Everyone does what he must. These men, they fix my shoes. Scratch righteous “X”s on battered heels, where the tread has worn, always more on the inner sole as opposed to outer, a pattern of the pigeon-toed. Tap it out with pencil: top piece, top piece, buff and shine, thirty-five dollars. We split a ticket, their fingernails blackened from polish, a permanent stain.
Something always needs work. Fur riding boots, velour peep-toes, checkered sling backs from my mother: so old they’re new again. You never know when there might be an occasion. I raid her closet, dredge out wrinkled tongues. Slumped over side welts. Toecaps caked in dust. Cart them through her living room like a hobo. My father sits in his chair; Lord knows my husband sits. When you hold on to something for long enough, my mother says. Forget it. Uneager to fix what is lying around she says to me: Take.
After a while a rapport emerges with service providers: the grocer, pharmacist. The dry cleaners slide fresh stays into my husband’s collars. A faithful pair of boots disappoint me and my cobblers say, “These, again?”
I admit I am hard on my feet.
The local shop is typical, smell of hide, rumble of subway beneath, stretchers nailed to the wall and shoetrees crooked like prosthetic limbs but there are details: a burnished mezuzah on the doorpost. Tin pushkes on the counter, painted like a Tiffany box. Along the shelves unclaimed brogues hold out for their owners and above them: Hebrew prayers. Dinky frames. Blessings for business. The sanctity of home.

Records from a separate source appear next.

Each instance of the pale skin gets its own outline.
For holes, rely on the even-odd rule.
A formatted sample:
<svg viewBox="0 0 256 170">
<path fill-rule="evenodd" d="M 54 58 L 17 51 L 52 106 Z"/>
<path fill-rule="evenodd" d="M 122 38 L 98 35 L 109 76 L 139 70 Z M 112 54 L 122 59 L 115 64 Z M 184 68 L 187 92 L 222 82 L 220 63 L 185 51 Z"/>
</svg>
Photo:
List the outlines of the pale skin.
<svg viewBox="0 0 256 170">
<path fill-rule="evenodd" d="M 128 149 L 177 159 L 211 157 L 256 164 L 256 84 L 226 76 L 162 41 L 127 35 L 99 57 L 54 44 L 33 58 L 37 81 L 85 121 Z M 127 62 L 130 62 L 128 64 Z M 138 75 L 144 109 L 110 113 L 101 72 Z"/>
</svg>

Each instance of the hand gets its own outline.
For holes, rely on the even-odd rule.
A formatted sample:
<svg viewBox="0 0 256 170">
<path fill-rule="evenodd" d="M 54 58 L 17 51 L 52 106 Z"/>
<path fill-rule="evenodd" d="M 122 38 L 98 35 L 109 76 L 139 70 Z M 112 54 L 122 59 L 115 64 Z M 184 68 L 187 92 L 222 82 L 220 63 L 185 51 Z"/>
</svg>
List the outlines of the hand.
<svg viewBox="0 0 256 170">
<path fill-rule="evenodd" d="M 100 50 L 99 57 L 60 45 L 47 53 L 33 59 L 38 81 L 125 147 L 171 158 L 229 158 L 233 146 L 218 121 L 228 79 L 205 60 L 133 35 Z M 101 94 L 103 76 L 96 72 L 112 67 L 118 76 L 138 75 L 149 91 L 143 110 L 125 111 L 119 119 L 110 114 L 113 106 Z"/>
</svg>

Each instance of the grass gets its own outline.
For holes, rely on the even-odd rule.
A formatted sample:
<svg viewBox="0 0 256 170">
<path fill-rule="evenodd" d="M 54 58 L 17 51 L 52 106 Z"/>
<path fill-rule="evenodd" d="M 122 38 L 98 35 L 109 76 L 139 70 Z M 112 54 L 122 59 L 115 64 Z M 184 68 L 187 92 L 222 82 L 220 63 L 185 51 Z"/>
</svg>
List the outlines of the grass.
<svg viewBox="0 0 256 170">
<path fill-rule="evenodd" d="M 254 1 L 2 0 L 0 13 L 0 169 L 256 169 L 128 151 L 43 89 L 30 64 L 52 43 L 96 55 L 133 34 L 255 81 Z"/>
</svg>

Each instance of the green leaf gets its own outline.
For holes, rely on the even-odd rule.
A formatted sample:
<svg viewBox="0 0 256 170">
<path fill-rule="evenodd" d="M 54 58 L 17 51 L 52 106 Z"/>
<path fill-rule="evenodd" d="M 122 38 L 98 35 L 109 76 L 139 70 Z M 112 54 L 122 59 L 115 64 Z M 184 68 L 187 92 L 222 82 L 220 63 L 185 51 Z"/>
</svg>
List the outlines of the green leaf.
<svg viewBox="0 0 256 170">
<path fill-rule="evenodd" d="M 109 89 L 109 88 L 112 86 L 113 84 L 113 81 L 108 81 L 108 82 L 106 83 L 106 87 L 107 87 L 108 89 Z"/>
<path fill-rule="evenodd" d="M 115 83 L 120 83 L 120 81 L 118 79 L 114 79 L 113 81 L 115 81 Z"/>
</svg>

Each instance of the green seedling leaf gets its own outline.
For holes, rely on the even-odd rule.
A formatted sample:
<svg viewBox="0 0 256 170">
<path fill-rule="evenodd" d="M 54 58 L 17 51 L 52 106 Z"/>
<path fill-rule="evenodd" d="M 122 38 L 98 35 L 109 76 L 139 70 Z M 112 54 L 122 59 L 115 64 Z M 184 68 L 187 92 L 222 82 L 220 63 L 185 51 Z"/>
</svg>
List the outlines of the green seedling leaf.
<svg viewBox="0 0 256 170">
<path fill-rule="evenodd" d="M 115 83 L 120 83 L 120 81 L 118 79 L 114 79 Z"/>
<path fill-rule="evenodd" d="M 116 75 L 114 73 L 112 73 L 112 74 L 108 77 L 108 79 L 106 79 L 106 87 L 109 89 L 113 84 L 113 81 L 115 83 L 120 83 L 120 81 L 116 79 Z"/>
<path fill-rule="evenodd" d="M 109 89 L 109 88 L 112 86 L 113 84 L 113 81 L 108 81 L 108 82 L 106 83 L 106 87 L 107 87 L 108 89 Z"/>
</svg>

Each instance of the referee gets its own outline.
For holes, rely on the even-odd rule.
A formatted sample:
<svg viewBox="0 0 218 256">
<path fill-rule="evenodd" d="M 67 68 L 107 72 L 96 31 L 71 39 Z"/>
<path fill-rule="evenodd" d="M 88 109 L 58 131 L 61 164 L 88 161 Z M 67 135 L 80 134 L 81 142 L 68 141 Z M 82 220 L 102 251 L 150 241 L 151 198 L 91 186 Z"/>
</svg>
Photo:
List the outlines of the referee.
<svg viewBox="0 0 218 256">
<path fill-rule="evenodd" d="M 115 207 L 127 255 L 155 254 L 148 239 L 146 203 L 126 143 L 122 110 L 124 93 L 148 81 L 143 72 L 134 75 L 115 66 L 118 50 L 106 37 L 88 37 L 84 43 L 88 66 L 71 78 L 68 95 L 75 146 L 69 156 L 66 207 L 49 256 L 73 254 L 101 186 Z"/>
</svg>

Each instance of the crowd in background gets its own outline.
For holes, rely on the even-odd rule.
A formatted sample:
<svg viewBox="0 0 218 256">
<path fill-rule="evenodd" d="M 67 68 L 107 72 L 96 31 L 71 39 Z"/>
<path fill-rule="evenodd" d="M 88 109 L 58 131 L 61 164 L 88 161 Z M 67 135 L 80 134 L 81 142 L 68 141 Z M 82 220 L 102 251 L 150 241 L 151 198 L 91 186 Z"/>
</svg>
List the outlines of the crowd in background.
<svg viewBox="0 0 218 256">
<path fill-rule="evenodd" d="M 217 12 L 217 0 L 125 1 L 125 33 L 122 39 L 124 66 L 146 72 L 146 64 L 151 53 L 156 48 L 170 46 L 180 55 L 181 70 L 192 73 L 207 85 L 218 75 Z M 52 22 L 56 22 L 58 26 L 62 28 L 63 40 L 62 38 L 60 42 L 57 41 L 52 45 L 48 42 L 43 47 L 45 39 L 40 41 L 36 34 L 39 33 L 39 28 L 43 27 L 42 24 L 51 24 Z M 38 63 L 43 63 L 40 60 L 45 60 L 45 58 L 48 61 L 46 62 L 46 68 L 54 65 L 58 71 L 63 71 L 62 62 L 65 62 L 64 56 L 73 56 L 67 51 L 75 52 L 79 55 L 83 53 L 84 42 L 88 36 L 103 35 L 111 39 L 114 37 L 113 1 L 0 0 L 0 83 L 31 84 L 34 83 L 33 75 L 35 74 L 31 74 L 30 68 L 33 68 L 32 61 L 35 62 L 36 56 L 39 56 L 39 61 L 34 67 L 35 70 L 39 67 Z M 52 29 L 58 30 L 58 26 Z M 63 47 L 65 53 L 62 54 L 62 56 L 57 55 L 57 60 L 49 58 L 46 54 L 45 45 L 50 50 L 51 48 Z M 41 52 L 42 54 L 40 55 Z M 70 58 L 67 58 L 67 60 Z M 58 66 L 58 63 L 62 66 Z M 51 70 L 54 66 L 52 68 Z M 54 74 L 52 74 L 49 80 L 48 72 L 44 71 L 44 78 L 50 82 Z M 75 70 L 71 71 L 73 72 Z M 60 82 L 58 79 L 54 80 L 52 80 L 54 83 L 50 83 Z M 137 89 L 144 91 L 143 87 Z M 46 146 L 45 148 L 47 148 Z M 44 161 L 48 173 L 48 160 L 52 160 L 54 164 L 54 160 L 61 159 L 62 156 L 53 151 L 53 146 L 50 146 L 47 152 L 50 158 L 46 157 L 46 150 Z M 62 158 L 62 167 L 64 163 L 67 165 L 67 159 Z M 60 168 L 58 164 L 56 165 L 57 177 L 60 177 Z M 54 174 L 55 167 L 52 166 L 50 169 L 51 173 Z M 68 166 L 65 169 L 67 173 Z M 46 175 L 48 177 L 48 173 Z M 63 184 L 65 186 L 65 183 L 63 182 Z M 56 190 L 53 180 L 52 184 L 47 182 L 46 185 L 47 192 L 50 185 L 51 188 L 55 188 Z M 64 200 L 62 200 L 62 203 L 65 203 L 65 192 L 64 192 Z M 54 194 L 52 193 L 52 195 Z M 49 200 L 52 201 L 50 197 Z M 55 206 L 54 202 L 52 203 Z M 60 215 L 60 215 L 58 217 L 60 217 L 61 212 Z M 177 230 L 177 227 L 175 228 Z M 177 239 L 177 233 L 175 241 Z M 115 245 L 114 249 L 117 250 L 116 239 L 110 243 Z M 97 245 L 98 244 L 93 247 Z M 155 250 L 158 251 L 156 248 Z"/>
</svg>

Lately, my stilettos have been taking a beating. Curved toe-out but there are stranger things. Look, I push a carriage around all day. I am nothing if not practical.
They could be brothers, cousins, buddies from the gulag. Side-by-side for long enough and people become interchangeable. Opera shrills over the A.M. radio, in Russian. Sometimes they wear yarmulkes the size of cereal bowls.
Bells jangle when I shove in with the stroller. A tub of mink oil glistens on the counter.
What have we here, they say. Forearms like raccoon tails.
They compliment my daughter’s Oz shoes.
Maya claps her feet together, sprinkling red glitter on their floor.
They offer her Hopjes coffee candies.
My favorite, I gush, snapping them up.
If there’s time I tell them. You should see Maya in my closet. Clomping around in the pumps I wore on my wedding day like some kind of Cinderella. They wink at her and say the apple don’t fall far, bless your mother’s heart.
Still, they meddle: What, your husband don’t wear shoes?
He’s soft on his feet, I tell them. The man hasn’t a callus.
Is he Jesus H. Christ? They joke. He walk on water?
He creeps, I say, stuffing my change into their collections for charity.
Other times I come in to find them swarmed by Hasidism. A miasma of black hats. Buzzing with prayer. On these days the bell jars the beards from their lawful inspections of splayed leather straps, sidelocks swinging; immediately, they avert their eyes. My cobblers transact without so much as a nod. I am a good customer, I know, but fixing phylacteries is sacred business.
Today they tell me, all yellow grins, we meet your husband. I say that’s doubtful. He’s not one for errands. Yes, they insist, he come in, he use the same number on the card. Finally, we see your husband’s shoes.
I drop off a pair of ballet flats hoping for spring and they ask me if I’d like to pick up while I’m at it.
You’d think they were unveiling a headstone the way they unroll the mouth of their bag. A pair of loafers, spectators and winking in gold: Strappy six-inch heels.
I leave them.
Of course, they say, rustling. Maybe it was for surprise.
Of course, I say. Matching their look. You know it is Saturday.